During these times we rely on our gut feelings rather than the extensive algorithmic processing of our rational side. These gut feelings are far from perfect and it is precisely why we get them wrong the most of the times.
So, an author of a reputed book had prescribed the following solution:
- In situations where you have had a lot of experiences, it’s better to trust your instincts as the brain would have adapted and learnt from past experiences
- In situations of little or no prior experience, let’s do the rational thinking.
Sounds perfectly reasonable. Right? Wait, there are still 2 questions that lingers:
- When do we know that we are experienced enough to let our rational brain take a back seat and the emotional brain to do all the work?
- How can we be sure that rationality will never fail us in novel situations?
So, we have again come back to square one.

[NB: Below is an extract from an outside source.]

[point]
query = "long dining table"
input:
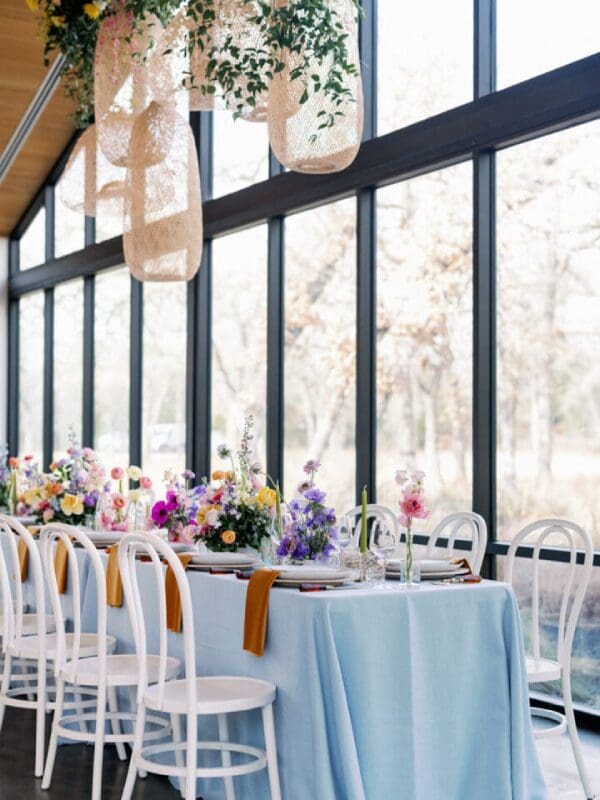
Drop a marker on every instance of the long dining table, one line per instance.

Well, it seems that the more apt suggestion is that instead of relying on the process we look for 2 ingredients for our problem. The first is time. Decision making done instantaneously usually are wrong. The second is right information. There are usually 2 ways of getting information during novel situations. First, do some research about the experience. Second, if everything fails, use your imagination to conjure up the information we need to undertake a decision.
Well, here is where another problem creeps up. Our very own imagination is not much better but it’s affected by impact bias. We tend to overestimate the length or the intensity of our feelings – both pleasant and unpleasant whenever we try making a prediction about our future. This is exactly what happened with me. When faced with numerous difficulties during my initial college days, I thought this would continue forever without taking into consideration other factors which would actually bring me happiness.
So, our quest for the perfect decision making system continues. Sometimes we learn from our past mistakes sometimes we don’t. Sometimes we make the right decision just by asking other people about their experiences; sometimes we don’t. Sometimes we make a spot on prediction; sometimes we don’t. It doesn’t matter how hard we try; there just doesn’t seem to be a formula? Or is there?